Tramp through the bush in searing heat. Sweat like a wildebeest, arrive at beautiful waterhole/waterfall. Swim. Cool down. Setup camp. Sleep. Wake up. REPEAT.
That’s pretty much it.
Oh, there is also amazing bird life, untouched Aussie bush and the occasional dingo, goanna and snake!
The waterholes at each campsite are breathtaking and are the perfect foil for the brutal landscape and harsh conditions that press right to the edge of these oases.
We did the trail in four days because of time constraints however I would highly recommend 5-6 days to really have plenty of time at camp to unwind and literally soak in the beauty.
There is plenty of advice out there to get started early in the day and it really does make a difference. The trail is fairly flat and undemanding however throw in some heat in the high 30’s and it starts to sap your energy and enthusiasm. So get going early. I recommend leaving no later than 730 am each day.
Explore. When you get to camp of course you can relax and have a swim but then put some light gear for sun protection on and get out and explore around the camp. Especially at 17 Mile Falls. It is possible to hike down to the base of the falls and look around.Each site has its own little nooks to explore and it is well worth it.
Keep your food packed tight at Sandy camp – there is a resident crow that has a long record of break and enter.
A Bug’s life
At Sweetwater pools pack your food and cooking gear and go down to the waters edge either north or south of the actual campsite. Why? Billions of flies and midgies inhabit the campsite and you will find peace at the waters edge that’s why!
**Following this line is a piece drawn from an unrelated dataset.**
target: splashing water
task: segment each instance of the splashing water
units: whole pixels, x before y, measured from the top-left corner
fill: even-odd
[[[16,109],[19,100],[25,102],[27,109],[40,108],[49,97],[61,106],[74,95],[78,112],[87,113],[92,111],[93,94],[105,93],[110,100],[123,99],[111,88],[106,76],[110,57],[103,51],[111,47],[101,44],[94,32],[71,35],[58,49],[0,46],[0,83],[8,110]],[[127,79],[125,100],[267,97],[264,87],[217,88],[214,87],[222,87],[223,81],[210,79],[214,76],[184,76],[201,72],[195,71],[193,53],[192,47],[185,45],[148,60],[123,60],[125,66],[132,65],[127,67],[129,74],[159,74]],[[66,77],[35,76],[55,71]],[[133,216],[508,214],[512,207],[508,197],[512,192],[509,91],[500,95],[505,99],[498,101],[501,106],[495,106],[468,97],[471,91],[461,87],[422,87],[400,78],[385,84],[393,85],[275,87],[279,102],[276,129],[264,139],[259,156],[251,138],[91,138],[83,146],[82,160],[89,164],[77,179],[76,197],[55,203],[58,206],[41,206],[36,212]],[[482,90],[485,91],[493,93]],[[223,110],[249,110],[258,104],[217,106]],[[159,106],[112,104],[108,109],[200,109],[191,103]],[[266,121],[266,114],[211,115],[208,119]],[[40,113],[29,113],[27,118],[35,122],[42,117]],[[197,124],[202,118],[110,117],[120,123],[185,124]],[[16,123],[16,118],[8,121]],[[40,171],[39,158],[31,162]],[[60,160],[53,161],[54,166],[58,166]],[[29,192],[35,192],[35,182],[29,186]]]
Sandy Camp has lots of flies but they disappear after dark so plan accordingly. Its better to relax in your tent with the fly off if you just want to chill.
For Art’s sake.
Keep an eye out for rock art along the way. We were pleasantly surprised to spot some paintings on some outcrops of sandstone. I don’t want to give away the location other than to say you can spot it on day one or day two if you are taking it slow 🙂
It’s Gettin’ Hot in Here.
Cover up head to toe. Broad brimmed hat,and light long sleeve shirt and pants. This way you don’t have to mess around with sunscreen which you might forget to reapply. You do not want to get burn out here. The sun is merciless.
This trail really made me think about how the Aborigines take this trail without backpacks, boots, water bottles, back country meals, stoves, etc etc. These guys were really hard core and in tune with the land and it really made me think how awesome aborigines are and we have to preserve their culture and dignity!
Swim as much as you can. The waterholes may look dark and scary sometimes and with all the talk about crocodiles in the region people get a little jumpy but the trail is super safe for swimming and I swum a lot. There are no other nasties so just get out there and enjoy. I even did a night swim which ok, I admit I was freaking out a little but it was still awesome.